Pour Defays, l’Union SG est la meilleure équipe actuelle de D1A et doit penser au titre. Deraedt tempère.

V.Bl.
Frank Defays avant Charleroi - Union : « J’ose espérer que l’Union rêve du titre »
Undav, qui tente ici de prendre le ballon à Knezevic, avait marqué deux buts à l’aller. ©Photo News

Le 4-0 du match aller, le retour au stade des supporters des deux camps, la dernière défaite de part et d’autre ainsi que les objectifs respectifs des deux équipes : tous ces éléments, au moins, feront assurément de ce Charleroi – Union SG un duel prégnant, samedi (20 h 45). "On n’a pas passé un bon dimanche après notre défaite contre Saint-Trond, reconnaît Laurent Deraedt. Inconsciemment, après onze matchs sans défaite, on s’est peut-être un peu relâché, mais cette défaite nous a remis les pieds sur terre. Et on sait qu’à Charleroi, ce sera un match chaud. On va être bousculés et on a trois suspendus (NDLR : Kandouss, Van der Heyden et Nielsen)."

Côté carolo, y aura-t-il de la revanche dans l’air après la gifle reçue début novembre au Parc Duden? "On ne doit pas être revanchard par rapport à l’Union mais par rapport à nous-mêmes", insiste Frank Defays, après avoir recommandé un déca. "On va affronter le leader, la meilleure équipe actuelle du championnat. C’était moins le cas à l’aller. À ce moment-là, tout le monde se disait que l’Union allait finir par craquer mais ce n’est pas le cas."

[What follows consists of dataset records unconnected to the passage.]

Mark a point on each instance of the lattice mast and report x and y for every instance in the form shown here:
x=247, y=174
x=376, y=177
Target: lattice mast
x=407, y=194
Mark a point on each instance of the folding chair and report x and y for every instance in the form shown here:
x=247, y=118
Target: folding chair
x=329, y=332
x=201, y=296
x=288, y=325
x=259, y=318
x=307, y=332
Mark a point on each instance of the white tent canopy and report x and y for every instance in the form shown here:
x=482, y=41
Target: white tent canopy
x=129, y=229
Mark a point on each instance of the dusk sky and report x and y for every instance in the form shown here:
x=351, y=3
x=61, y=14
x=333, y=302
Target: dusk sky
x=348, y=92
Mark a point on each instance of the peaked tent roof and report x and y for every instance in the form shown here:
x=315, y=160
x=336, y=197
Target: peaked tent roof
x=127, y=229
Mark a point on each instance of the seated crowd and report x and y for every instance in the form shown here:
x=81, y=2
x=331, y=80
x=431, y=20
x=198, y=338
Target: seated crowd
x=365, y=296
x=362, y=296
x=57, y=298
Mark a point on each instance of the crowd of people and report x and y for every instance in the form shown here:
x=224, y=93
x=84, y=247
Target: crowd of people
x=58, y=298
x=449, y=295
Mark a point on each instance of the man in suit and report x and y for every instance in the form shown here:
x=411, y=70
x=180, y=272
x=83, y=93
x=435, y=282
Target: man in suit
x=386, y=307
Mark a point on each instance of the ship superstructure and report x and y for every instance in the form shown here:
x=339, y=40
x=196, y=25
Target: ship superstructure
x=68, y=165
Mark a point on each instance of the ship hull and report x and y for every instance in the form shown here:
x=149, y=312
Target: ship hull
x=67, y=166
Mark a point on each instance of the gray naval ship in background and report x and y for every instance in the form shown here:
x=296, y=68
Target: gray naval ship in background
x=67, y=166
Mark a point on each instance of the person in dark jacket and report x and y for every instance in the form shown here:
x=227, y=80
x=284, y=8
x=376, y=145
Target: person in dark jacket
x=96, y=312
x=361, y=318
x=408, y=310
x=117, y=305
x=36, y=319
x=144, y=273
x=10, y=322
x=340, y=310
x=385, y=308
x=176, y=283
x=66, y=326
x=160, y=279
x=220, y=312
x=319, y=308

Si le "TK" unioniste prêche logiquement la prudence à coups de rengaines "match par match", "les autres poussent derrière", "l’objectif premier était le maintien" et autre "il reste sept matchs", son pote ajoute un petit coup de pression sur son adversaire du week-end. "J’ose imaginer que l’Union rêve du titre. Si pas, les mecs doivent changer de métier. Ça doit exister dans leur esprit, ce n’est pas possible autrement. Tu ne peux pas être premier du classement pendant 34 journées – ce qui sera certainement le cas à la fin de la phase classique – et ne plus vouloir l’être pour les six dernières en play-off."

Et de philosopher sur la situation sportive du Sporting, en progression mais à l'arrière-goût amer pour certains : "Dans la vie, quand tu as tout fait pour arriver à ton objectif mais que tu ne l'atteins pas, tu dois en tirer les enseignements. Nous, on vise le plus haut possible. Dans notre situation, c'est une place dans le Top 4. À Bruges dimanche, on s'est créé des occasions mais l'adversaire a marqué sur deux reconversions (2-0). Comme le dit le coach, on est en progrès par rapport au match aller."